Arsene Wenger has been accused of crying wolf too often, but he’s entitled to feel aggrieved about the treatment his team tends to receive on the pitch.

Aaron Ramsey’s awful leg break at Stoke on Saturday is the latest in a series of serious injuries suffered by Arsenal players. “It’s no coincidence”, Wenger fumed, and this time he’s right.

The media might come over all horrified by what happened, but pundits in their employ are forever saying that there’s only one way to play Arsenal, and that’s to get stuck into them. So less skilful teams routinely go out against the Gunners to compensate for their shortcomings by being overtly physical.

Wenger and his captain Cesc Fabregas both condemned the prevailing wisdom that to stand a chance against Arsenal you’ve to basically kick them, intimating that this feeds the ferocity they face.

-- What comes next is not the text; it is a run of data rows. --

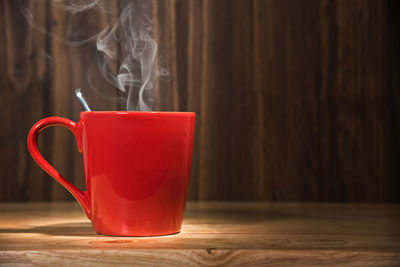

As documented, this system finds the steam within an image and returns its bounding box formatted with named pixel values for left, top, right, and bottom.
left=22, top=0, right=168, bottom=111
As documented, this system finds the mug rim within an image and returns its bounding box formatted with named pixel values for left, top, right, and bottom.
left=80, top=110, right=196, bottom=116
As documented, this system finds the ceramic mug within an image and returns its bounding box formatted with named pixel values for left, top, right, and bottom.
left=28, top=111, right=195, bottom=236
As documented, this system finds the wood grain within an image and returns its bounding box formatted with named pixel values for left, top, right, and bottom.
left=0, top=202, right=400, bottom=266
left=0, top=0, right=400, bottom=202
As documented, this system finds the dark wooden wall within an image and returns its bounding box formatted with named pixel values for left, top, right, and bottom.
left=0, top=0, right=400, bottom=202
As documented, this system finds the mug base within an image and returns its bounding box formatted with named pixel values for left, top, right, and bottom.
left=96, top=230, right=181, bottom=237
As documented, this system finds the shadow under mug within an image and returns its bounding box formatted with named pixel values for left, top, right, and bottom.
left=28, top=111, right=195, bottom=236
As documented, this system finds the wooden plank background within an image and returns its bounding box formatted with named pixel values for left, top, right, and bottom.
left=0, top=0, right=400, bottom=202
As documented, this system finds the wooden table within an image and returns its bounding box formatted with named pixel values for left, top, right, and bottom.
left=0, top=202, right=400, bottom=266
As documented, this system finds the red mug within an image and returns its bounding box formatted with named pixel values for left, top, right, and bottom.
left=28, top=111, right=195, bottom=236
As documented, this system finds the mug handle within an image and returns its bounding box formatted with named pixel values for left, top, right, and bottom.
left=28, top=117, right=90, bottom=219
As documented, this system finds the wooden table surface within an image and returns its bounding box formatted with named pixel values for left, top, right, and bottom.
left=0, top=202, right=400, bottom=266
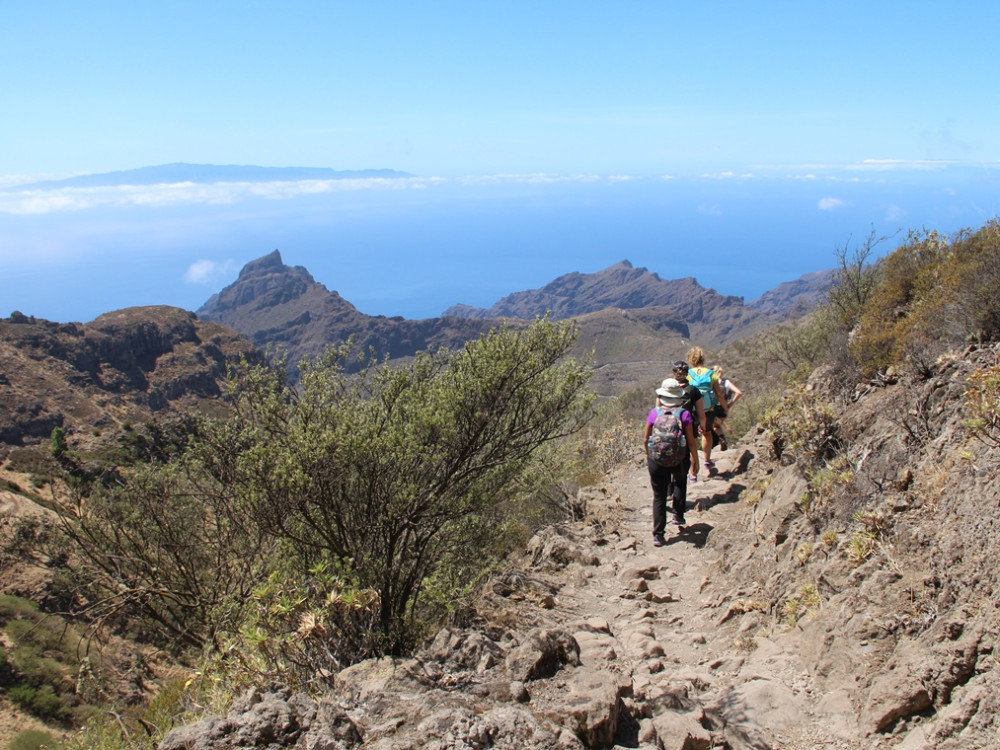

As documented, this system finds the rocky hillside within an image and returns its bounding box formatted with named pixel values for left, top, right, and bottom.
left=445, top=260, right=828, bottom=348
left=198, top=250, right=818, bottom=395
left=0, top=307, right=261, bottom=458
left=152, top=344, right=1000, bottom=750
left=197, top=250, right=508, bottom=378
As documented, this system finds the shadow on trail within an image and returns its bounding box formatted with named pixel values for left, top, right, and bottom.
left=666, top=523, right=715, bottom=547
left=694, top=482, right=746, bottom=510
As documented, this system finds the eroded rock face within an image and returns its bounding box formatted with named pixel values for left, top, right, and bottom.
left=0, top=307, right=263, bottom=446
left=156, top=346, right=1000, bottom=750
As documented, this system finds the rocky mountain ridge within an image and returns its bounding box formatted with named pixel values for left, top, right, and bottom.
left=197, top=250, right=826, bottom=393
left=445, top=260, right=832, bottom=347
left=0, top=307, right=262, bottom=458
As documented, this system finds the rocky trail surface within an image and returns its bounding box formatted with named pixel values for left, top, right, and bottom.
left=160, top=449, right=888, bottom=750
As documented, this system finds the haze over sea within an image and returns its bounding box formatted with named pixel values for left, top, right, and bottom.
left=0, top=162, right=1000, bottom=322
left=0, top=5, right=1000, bottom=321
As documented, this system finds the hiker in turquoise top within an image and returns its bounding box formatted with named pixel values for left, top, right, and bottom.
left=686, top=346, right=729, bottom=474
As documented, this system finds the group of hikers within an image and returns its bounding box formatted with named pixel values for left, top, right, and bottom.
left=643, top=346, right=743, bottom=547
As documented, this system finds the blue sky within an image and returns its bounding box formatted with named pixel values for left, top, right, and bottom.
left=0, top=0, right=1000, bottom=319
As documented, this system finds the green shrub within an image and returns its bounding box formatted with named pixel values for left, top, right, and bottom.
left=7, top=729, right=63, bottom=750
left=49, top=427, right=66, bottom=458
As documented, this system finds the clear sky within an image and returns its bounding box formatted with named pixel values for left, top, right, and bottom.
left=0, top=0, right=1000, bottom=324
left=7, top=0, right=1000, bottom=176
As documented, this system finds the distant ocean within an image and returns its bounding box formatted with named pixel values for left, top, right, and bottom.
left=0, top=168, right=1000, bottom=322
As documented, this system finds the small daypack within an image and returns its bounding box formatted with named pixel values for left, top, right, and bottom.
left=649, top=406, right=687, bottom=467
left=688, top=367, right=719, bottom=411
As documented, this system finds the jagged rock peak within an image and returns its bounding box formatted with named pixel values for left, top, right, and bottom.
left=240, top=250, right=315, bottom=282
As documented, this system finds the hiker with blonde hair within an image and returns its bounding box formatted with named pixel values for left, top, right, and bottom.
left=685, top=346, right=729, bottom=474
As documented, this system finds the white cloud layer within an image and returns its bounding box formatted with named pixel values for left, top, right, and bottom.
left=0, top=174, right=620, bottom=215
left=184, top=260, right=239, bottom=286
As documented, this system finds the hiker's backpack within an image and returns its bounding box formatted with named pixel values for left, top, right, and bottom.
left=688, top=367, right=719, bottom=412
left=649, top=406, right=687, bottom=467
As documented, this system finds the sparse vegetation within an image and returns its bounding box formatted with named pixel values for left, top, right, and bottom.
left=54, top=320, right=590, bottom=669
left=964, top=364, right=1000, bottom=447
left=781, top=583, right=820, bottom=628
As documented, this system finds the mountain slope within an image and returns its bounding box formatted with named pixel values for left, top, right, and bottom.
left=0, top=307, right=262, bottom=446
left=197, top=250, right=508, bottom=375
left=445, top=260, right=815, bottom=348
left=198, top=250, right=828, bottom=395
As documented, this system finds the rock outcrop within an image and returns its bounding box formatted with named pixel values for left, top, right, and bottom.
left=160, top=344, right=1000, bottom=750
left=0, top=307, right=263, bottom=446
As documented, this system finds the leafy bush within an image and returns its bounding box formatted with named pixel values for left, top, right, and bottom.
left=7, top=729, right=62, bottom=750
left=0, top=595, right=89, bottom=722
left=850, top=220, right=1000, bottom=373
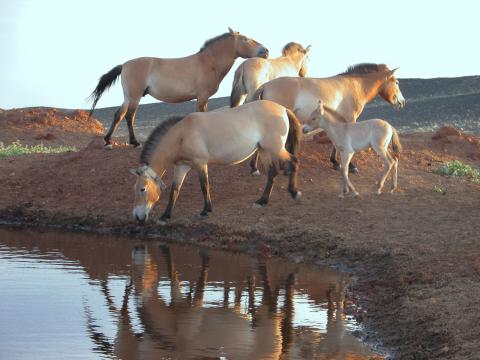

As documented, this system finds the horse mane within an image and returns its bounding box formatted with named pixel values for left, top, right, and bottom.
left=198, top=32, right=232, bottom=53
left=140, top=116, right=185, bottom=165
left=338, top=63, right=388, bottom=75
left=282, top=41, right=306, bottom=56
left=323, top=105, right=348, bottom=124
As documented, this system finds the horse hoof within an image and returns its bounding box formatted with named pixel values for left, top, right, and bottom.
left=293, top=191, right=302, bottom=202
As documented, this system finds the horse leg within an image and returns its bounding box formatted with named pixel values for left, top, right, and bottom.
left=253, top=164, right=277, bottom=207
left=288, top=155, right=302, bottom=201
left=339, top=151, right=359, bottom=198
left=375, top=149, right=394, bottom=195
left=103, top=101, right=128, bottom=149
left=250, top=151, right=260, bottom=176
left=125, top=103, right=141, bottom=147
left=159, top=165, right=190, bottom=224
left=198, top=165, right=212, bottom=216
left=390, top=159, right=398, bottom=192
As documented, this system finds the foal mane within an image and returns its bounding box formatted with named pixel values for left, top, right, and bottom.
left=198, top=32, right=232, bottom=53
left=338, top=63, right=388, bottom=75
left=282, top=41, right=306, bottom=56
left=140, top=116, right=184, bottom=165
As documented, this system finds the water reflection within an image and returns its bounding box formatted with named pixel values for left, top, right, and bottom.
left=0, top=230, right=382, bottom=359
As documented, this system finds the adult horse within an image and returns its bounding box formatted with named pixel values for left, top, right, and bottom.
left=90, top=28, right=268, bottom=148
left=230, top=42, right=311, bottom=107
left=250, top=64, right=405, bottom=175
left=132, top=101, right=301, bottom=223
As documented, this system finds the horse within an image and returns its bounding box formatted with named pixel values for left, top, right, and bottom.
left=131, top=100, right=302, bottom=224
left=230, top=42, right=311, bottom=107
left=250, top=63, right=405, bottom=175
left=90, top=28, right=268, bottom=149
left=303, top=100, right=402, bottom=198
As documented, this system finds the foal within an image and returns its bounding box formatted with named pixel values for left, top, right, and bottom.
left=303, top=100, right=402, bottom=198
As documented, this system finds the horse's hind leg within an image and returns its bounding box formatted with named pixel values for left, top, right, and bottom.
left=159, top=165, right=190, bottom=223
left=253, top=164, right=277, bottom=207
left=250, top=151, right=260, bottom=176
left=288, top=155, right=302, bottom=201
left=125, top=102, right=141, bottom=147
left=198, top=165, right=212, bottom=216
left=103, top=101, right=128, bottom=149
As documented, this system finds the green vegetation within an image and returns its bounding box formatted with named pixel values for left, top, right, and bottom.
left=0, top=140, right=78, bottom=157
left=435, top=160, right=480, bottom=184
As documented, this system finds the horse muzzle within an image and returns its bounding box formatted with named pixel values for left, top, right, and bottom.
left=257, top=47, right=268, bottom=59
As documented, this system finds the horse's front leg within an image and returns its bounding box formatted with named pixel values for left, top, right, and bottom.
left=253, top=164, right=277, bottom=207
left=198, top=165, right=212, bottom=216
left=158, top=165, right=190, bottom=224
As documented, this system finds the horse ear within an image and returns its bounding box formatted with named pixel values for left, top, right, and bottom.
left=388, top=66, right=400, bottom=77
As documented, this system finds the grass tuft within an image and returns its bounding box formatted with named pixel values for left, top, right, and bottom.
left=0, top=140, right=78, bottom=157
left=435, top=160, right=480, bottom=184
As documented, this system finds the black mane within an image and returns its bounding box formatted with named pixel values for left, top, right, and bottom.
left=140, top=116, right=184, bottom=165
left=198, top=32, right=232, bottom=53
left=339, top=63, right=387, bottom=75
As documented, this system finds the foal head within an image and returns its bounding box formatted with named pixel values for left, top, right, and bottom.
left=228, top=28, right=268, bottom=59
left=282, top=42, right=312, bottom=77
left=379, top=68, right=405, bottom=109
left=130, top=165, right=167, bottom=224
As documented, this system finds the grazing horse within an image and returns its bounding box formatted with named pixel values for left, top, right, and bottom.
left=230, top=42, right=311, bottom=107
left=90, top=28, right=268, bottom=148
left=303, top=100, right=402, bottom=198
left=250, top=64, right=405, bottom=175
left=131, top=101, right=302, bottom=223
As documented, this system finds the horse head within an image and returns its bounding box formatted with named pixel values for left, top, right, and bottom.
left=130, top=165, right=167, bottom=224
left=228, top=28, right=268, bottom=59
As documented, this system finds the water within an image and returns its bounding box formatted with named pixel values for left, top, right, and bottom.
left=0, top=229, right=374, bottom=359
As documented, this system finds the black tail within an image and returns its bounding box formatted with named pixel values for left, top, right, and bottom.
left=88, top=65, right=123, bottom=117
left=285, top=109, right=302, bottom=156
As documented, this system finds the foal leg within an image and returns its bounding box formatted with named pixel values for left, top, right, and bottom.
left=253, top=164, right=277, bottom=208
left=158, top=165, right=190, bottom=224
left=103, top=101, right=128, bottom=149
left=375, top=149, right=394, bottom=195
left=250, top=151, right=260, bottom=176
left=198, top=165, right=212, bottom=216
left=288, top=155, right=302, bottom=201
left=125, top=102, right=141, bottom=147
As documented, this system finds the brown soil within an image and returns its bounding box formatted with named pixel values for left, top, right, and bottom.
left=0, top=115, right=480, bottom=359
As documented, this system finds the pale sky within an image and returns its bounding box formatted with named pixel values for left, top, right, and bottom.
left=0, top=0, right=480, bottom=109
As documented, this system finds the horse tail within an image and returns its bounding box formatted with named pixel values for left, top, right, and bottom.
left=252, top=85, right=265, bottom=101
left=392, top=126, right=402, bottom=160
left=285, top=109, right=302, bottom=156
left=88, top=65, right=123, bottom=118
left=230, top=65, right=247, bottom=107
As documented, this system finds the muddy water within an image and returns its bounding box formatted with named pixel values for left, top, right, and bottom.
left=0, top=229, right=382, bottom=359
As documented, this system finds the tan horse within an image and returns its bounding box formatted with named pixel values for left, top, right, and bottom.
left=90, top=28, right=268, bottom=148
left=132, top=101, right=301, bottom=223
left=250, top=64, right=405, bottom=175
left=304, top=100, right=402, bottom=198
left=230, top=42, right=311, bottom=107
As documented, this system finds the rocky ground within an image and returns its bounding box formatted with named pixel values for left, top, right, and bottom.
left=0, top=108, right=480, bottom=359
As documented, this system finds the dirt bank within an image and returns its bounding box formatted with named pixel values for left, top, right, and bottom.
left=0, top=111, right=480, bottom=359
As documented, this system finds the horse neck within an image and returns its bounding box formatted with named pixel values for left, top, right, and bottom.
left=355, top=73, right=385, bottom=106
left=149, top=133, right=178, bottom=177
left=201, top=38, right=238, bottom=82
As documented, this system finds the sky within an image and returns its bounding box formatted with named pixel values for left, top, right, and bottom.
left=0, top=0, right=480, bottom=109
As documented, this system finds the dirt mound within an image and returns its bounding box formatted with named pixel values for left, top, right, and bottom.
left=0, top=108, right=104, bottom=147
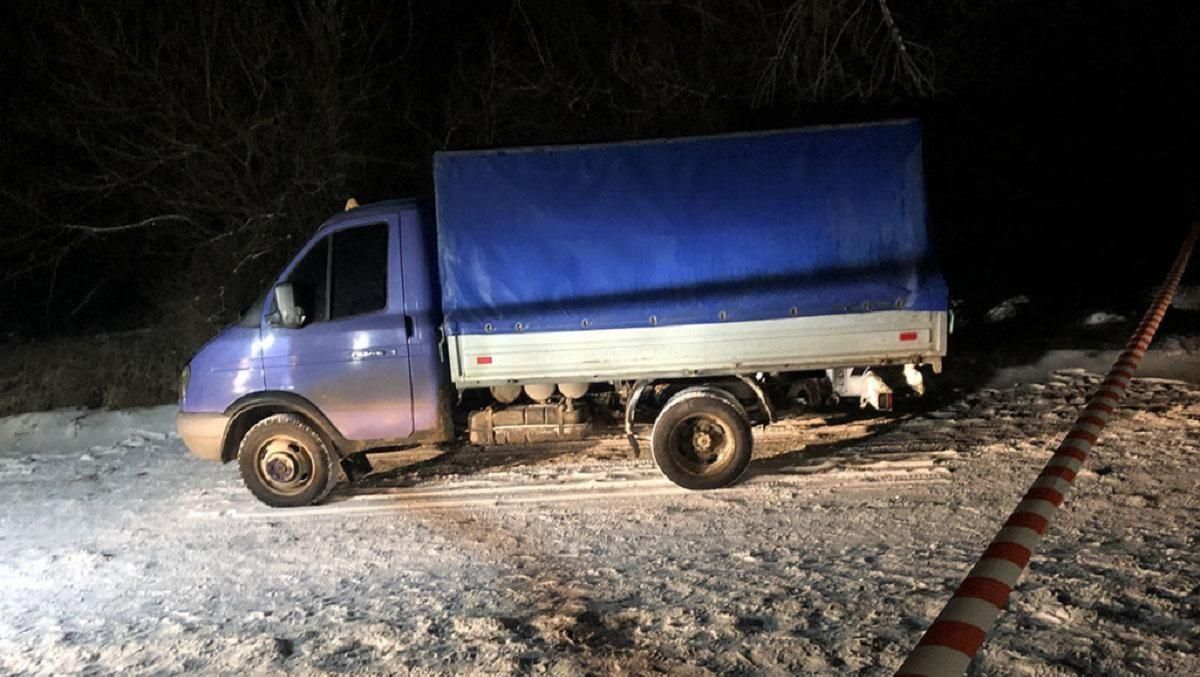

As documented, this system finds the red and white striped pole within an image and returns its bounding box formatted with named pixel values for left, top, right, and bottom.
left=896, top=220, right=1200, bottom=677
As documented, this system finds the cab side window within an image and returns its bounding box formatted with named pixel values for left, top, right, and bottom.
left=288, top=238, right=329, bottom=322
left=329, top=223, right=388, bottom=319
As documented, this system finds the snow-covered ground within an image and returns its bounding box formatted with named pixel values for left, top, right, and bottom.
left=0, top=352, right=1200, bottom=675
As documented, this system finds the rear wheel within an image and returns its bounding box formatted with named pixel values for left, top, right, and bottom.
left=238, top=414, right=337, bottom=508
left=650, top=388, right=754, bottom=490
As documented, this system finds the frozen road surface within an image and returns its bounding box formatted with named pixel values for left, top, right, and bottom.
left=0, top=371, right=1200, bottom=675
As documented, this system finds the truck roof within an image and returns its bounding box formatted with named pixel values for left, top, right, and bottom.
left=317, top=197, right=432, bottom=232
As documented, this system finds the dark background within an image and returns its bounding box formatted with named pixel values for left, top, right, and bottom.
left=0, top=0, right=1200, bottom=409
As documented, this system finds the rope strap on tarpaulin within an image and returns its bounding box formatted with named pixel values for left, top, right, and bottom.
left=896, top=218, right=1200, bottom=677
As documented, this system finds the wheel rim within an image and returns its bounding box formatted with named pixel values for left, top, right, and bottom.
left=254, top=435, right=314, bottom=496
left=667, top=414, right=737, bottom=475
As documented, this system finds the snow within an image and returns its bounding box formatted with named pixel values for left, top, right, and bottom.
left=1171, top=284, right=1200, bottom=311
left=984, top=296, right=1030, bottom=322
left=0, top=362, right=1200, bottom=675
left=1084, top=311, right=1126, bottom=326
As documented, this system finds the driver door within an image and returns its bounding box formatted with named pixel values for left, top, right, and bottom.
left=262, top=217, right=413, bottom=441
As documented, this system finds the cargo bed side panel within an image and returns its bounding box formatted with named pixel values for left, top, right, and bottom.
left=448, top=311, right=947, bottom=388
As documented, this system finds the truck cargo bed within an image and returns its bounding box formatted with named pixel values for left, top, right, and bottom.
left=448, top=311, right=947, bottom=388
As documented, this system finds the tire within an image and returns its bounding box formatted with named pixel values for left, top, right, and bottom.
left=650, top=388, right=754, bottom=490
left=238, top=414, right=338, bottom=508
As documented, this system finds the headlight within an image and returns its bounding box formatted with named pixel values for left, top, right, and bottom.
left=179, top=365, right=192, bottom=403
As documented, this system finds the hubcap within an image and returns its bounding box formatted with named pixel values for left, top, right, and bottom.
left=668, top=414, right=734, bottom=475
left=256, top=435, right=313, bottom=496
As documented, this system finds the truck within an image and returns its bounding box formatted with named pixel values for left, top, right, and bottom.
left=178, top=120, right=949, bottom=507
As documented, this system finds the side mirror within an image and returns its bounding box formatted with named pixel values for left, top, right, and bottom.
left=266, top=282, right=305, bottom=329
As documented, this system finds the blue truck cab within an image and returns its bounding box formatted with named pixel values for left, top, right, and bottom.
left=178, top=200, right=449, bottom=504
left=178, top=120, right=949, bottom=507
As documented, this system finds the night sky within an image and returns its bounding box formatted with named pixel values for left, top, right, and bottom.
left=0, top=0, right=1200, bottom=343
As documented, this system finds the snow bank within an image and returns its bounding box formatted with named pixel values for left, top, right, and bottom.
left=0, top=405, right=178, bottom=456
left=984, top=296, right=1030, bottom=322
left=1084, top=311, right=1126, bottom=326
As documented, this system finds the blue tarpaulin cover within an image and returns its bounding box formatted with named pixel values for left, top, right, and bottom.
left=434, top=120, right=947, bottom=335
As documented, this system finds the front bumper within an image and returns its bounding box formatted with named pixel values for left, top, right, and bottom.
left=175, top=412, right=229, bottom=461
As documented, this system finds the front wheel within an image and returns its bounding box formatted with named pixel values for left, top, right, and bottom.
left=238, top=414, right=337, bottom=508
left=650, top=388, right=754, bottom=490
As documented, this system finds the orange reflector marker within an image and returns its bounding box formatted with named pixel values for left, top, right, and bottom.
left=898, top=220, right=1200, bottom=677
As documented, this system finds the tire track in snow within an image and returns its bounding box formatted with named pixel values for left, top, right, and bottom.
left=190, top=447, right=958, bottom=520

It’s hard to know how to stop it, mind, other than making the punishments meted out to over-the-top tacklers more severe — even if the offender in this case, Ryan Shawcross, was obviously upset over smashing the Welsh teenager’s shin into smithereens (though he has a bit of a track record).

At the very least it was reckless and unnecessary. Would he have gone into a 50:50 challenge with such naked aggression if it was Roy Keane contesting it, and not a kid like Ramsey? As the old adage goes: accidents don’t happen, they’re caused.